Os preços dos itens do churrasco ficaram mais caros da Copa de 2018 para a de 2022, segundo levantamento da Universidade Federal de Juiz de Fora. Segundo o professor responsável pela pesquisa, Fernando Agra, o aumento das carnes usadas em churrasco varia entre 65 e 80%.
O levantamento, feito pelo economista e professor da UFJF Fernando Agra, analisou 19 produtos que costumam ser usados no churrasco.

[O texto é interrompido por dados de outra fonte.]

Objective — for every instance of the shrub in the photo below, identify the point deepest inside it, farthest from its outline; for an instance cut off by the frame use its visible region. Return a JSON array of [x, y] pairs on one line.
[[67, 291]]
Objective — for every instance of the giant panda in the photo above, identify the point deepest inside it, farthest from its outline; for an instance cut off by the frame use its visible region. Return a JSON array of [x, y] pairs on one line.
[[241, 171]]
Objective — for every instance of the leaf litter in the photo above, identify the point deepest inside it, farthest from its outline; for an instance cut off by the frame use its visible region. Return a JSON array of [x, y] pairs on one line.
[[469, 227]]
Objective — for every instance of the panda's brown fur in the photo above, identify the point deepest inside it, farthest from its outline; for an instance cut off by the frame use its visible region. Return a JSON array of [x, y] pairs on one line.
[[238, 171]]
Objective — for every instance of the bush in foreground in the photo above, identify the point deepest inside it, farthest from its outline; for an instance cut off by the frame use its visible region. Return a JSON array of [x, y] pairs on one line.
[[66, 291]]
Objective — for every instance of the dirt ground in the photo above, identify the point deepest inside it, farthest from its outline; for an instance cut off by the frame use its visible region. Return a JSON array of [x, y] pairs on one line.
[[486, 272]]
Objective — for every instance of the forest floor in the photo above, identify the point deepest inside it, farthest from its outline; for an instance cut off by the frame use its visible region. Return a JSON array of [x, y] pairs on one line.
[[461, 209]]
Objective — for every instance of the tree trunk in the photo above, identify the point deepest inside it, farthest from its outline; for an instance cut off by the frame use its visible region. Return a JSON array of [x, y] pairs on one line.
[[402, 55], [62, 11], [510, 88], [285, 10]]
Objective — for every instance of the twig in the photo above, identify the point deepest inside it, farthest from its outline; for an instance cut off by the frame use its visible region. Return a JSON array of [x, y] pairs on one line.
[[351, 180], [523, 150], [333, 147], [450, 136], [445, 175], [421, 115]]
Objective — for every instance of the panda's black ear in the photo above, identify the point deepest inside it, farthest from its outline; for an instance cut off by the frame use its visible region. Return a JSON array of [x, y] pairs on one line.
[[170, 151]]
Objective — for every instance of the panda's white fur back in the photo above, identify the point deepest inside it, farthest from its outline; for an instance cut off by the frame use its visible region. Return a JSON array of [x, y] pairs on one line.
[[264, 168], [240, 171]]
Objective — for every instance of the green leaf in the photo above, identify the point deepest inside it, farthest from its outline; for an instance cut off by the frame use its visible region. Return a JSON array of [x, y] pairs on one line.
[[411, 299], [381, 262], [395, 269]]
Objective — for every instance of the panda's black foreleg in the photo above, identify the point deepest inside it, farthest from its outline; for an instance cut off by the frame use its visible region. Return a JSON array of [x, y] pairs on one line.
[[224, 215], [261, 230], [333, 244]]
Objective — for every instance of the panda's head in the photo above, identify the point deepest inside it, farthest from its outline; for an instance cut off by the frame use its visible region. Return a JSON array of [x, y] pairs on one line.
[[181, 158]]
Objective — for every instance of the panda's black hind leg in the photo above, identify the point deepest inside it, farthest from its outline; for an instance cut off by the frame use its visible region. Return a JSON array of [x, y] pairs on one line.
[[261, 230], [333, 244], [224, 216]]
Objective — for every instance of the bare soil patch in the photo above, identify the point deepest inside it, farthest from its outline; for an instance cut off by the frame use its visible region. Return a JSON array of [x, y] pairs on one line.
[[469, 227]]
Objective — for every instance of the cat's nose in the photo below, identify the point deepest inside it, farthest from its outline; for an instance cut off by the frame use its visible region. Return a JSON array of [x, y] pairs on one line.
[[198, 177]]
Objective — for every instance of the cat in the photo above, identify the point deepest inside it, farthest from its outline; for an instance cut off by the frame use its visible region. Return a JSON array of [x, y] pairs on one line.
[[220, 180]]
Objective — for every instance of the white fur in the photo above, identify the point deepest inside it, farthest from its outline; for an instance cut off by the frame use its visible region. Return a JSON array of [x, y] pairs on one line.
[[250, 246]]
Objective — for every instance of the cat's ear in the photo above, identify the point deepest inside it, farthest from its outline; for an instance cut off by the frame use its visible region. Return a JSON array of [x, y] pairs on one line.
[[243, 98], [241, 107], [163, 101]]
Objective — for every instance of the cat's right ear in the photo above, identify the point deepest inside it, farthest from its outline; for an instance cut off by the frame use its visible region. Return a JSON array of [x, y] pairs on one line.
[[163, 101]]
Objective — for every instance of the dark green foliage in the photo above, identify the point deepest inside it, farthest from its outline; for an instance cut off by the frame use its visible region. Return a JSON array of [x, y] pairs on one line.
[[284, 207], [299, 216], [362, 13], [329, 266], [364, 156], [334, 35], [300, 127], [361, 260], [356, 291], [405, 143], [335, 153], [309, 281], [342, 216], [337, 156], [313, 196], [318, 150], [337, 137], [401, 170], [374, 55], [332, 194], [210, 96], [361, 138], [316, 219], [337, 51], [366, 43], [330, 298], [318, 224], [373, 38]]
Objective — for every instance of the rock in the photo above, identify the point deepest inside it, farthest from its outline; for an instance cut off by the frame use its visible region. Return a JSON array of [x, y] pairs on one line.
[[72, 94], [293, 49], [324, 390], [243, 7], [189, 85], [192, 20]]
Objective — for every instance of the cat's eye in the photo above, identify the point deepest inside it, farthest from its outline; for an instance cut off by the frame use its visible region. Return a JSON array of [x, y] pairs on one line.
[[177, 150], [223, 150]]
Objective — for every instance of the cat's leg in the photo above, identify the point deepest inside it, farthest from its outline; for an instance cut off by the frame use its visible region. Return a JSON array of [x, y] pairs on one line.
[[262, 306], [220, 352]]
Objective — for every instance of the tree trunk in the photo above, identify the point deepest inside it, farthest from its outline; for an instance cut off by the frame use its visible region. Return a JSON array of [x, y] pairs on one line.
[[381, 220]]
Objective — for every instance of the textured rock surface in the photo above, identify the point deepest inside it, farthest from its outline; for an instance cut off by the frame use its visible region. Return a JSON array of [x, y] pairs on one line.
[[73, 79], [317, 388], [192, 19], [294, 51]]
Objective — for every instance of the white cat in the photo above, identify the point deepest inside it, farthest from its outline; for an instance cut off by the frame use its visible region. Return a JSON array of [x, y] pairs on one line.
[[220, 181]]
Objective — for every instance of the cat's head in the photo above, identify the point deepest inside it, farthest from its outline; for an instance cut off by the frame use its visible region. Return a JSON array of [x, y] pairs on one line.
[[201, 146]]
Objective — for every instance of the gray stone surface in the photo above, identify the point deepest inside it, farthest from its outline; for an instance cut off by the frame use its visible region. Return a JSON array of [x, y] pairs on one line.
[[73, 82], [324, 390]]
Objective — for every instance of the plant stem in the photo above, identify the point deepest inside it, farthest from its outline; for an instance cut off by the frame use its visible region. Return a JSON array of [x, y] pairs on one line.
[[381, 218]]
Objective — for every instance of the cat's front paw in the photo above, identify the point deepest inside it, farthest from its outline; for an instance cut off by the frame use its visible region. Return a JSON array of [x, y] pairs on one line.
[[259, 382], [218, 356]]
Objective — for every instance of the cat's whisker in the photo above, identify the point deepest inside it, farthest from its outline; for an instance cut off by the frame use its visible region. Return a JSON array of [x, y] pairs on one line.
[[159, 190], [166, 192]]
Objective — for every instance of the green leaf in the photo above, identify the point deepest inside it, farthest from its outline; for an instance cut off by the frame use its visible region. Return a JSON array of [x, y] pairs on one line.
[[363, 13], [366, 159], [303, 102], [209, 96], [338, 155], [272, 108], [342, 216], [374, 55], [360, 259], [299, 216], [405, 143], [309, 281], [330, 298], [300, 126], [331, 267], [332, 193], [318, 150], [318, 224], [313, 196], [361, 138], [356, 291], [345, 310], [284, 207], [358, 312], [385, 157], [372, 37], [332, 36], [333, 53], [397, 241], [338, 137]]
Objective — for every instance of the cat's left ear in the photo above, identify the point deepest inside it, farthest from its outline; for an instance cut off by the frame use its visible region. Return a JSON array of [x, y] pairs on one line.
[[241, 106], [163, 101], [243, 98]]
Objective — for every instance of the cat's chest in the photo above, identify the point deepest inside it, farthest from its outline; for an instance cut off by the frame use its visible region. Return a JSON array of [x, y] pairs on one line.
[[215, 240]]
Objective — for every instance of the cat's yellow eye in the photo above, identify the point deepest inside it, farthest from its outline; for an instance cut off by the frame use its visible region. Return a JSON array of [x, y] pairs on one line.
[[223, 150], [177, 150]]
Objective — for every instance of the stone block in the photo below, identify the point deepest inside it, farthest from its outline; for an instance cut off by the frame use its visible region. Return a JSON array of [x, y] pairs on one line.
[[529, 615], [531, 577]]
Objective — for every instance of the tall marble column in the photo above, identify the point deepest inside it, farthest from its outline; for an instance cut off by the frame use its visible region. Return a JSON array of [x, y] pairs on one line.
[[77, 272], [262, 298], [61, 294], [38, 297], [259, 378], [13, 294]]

Todos tiveram um aumento na casa dos dois dígitos desde junho de 2018.
Frango: 104,86%
Contrafilé: 80,77%
Alcatra: 69,16%
Arroz: 64,38%
Alho: 63,27%
Carne de porco: 56,89%
Maionese: 54,20%
Pimentão: 118,32%
O pesquisador utilizou os dados do Índice de Preços ao Consumidor Amplo (IPCA) do IBGE, que mede a inflação oficial do país.
Das razões para o aumento expressivo, Fernando explica que há diversos fatores para o crescimento dos preços. “A pandemia ocasionou um desarranjo na cadeia produtiva, diminuindo a oferta de alguns produtos e insumos, ela provocou uma alta expressiva no câmbio, o dólar alto estimula exportação, então o produtor da carne viu oportunidade em ganhar mais lá fora. Então, menos carne aqui no mercado, preço mais alto”, pontua.
E para Fernando, o dólar afeta de outra maneira o bolso do torcedor. “O dólar alto também gera o aumento no preço dos produtos importados. Junto a isso, a crise hídrica, além das questões climáticas. Juntando tudo isso, é uma tempestade perfeita que contribuiu na inflação dos alimentos e principalmente nos itens do churrasco”, lamenta.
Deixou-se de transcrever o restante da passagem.